Уитмонт Эдвард
Шрифт:
Такой взгляд на космический организм имеет определенное практическое значение для того, как мы воспринимаем страдание, болезнь и исцеление. Человеческий организм больше не может рассматриваться как нечто, изолированное от целостного космического организма. К нему нужно подходить как к многоуровневому симбиотическому взаимодействию различных полевых параметров, определенных архетипично.

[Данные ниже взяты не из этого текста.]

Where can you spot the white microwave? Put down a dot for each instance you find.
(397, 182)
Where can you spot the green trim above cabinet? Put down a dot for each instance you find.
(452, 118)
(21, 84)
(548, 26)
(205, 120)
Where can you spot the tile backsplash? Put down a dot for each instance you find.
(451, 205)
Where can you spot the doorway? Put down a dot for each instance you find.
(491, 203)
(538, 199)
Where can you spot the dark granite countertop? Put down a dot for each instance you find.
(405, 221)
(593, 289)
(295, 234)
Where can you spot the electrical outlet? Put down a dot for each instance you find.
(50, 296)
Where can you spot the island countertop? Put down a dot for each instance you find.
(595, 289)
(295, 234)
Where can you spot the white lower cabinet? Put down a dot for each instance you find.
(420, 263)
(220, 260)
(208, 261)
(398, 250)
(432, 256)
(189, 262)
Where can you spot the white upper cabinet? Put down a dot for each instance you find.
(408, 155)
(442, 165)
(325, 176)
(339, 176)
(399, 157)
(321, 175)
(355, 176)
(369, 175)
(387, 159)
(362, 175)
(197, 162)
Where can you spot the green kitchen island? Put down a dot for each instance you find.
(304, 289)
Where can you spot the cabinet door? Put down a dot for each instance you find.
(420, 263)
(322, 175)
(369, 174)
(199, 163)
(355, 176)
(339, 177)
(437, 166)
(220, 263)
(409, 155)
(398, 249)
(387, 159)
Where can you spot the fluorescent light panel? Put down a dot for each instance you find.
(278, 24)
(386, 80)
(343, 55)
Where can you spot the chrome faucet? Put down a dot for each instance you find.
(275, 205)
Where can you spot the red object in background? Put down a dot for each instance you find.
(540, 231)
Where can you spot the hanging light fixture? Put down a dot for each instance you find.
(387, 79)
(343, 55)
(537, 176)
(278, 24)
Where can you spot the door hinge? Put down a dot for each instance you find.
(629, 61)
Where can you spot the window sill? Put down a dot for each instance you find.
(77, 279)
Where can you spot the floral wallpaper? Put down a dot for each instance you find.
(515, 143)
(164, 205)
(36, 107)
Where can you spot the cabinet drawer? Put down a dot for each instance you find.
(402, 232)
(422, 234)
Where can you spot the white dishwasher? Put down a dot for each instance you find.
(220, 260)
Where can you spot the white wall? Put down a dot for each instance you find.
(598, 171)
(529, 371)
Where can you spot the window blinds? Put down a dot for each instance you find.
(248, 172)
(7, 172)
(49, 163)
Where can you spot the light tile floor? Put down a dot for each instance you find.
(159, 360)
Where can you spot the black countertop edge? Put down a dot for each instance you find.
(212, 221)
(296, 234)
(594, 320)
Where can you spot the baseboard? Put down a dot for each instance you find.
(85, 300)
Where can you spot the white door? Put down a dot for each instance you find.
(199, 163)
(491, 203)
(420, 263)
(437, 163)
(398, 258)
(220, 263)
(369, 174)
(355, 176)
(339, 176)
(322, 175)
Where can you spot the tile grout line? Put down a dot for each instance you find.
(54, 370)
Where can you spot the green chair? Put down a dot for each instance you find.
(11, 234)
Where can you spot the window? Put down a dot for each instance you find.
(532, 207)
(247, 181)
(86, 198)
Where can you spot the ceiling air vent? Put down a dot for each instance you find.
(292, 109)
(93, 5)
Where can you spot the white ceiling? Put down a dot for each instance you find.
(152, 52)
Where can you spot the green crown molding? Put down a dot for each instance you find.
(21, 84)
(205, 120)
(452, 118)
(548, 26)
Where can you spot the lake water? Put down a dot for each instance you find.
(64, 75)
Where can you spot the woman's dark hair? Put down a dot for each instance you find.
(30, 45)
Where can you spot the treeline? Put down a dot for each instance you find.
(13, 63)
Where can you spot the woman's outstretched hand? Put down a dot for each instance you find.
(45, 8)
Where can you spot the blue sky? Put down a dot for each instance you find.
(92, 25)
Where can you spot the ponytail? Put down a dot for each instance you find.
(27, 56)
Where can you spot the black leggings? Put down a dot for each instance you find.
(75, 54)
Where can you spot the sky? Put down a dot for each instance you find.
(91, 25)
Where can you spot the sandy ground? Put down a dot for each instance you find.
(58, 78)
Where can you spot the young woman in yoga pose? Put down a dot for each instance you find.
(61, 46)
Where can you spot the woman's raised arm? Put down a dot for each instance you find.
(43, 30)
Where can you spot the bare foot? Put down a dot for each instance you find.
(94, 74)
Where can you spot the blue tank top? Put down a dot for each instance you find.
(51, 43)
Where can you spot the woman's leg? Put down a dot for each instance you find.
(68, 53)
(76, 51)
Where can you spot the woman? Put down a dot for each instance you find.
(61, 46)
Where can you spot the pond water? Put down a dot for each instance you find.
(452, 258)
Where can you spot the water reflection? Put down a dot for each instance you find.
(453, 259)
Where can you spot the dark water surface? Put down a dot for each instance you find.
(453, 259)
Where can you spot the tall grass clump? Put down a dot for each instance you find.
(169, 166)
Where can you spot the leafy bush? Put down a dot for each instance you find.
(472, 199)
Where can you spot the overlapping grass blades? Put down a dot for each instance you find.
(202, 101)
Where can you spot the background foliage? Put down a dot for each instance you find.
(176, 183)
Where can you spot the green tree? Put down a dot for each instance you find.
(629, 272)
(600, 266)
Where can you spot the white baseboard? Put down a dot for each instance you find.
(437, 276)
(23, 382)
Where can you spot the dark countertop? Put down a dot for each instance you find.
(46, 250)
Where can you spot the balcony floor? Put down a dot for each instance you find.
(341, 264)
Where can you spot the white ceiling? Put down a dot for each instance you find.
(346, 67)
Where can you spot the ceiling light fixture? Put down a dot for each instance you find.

Помимо всего этого, наиболее знакомая форма полевой феноменологии это та, которую мы можем оценить при помощи наших пяти чувств, а именно три измерения того, что мы называем пространственной или материальной «реальностью». Мы привыкли считать это единственной существующей реальностью. По теперь есть свидетельства существования других реальностей. Фотография «Кирлиана», например, дает возможность видеть «ауру» или «электрическое поле» организма, которое окружает все живые и неживые субстанции. Гипотеза Шелдрейка о «морфическом резонансе» предполагает, что нематериальное или «тонкое» материальное поле существует за рамками феноменологии плотной материи. Китайская медицинская традиция называет эту энергию «Ки» и рассматривает ее как основу всей жизненной активности. Это поле сформировано созидательной, жизненной или биологической динамикой, чья деятельность должна рассматриваться как продолжающаяся и действующая в четвертом измерении, времени, вне зависимости от пространства. Паттерны организма цветка, например, заключаются в последовательности событий, ограниченных по времени. Последовательность разворачивается следующим образом: семя, стебель, лист, цветок, фрукт и семя. Все это является продолжением постоянно существующей реальности его морфического поля.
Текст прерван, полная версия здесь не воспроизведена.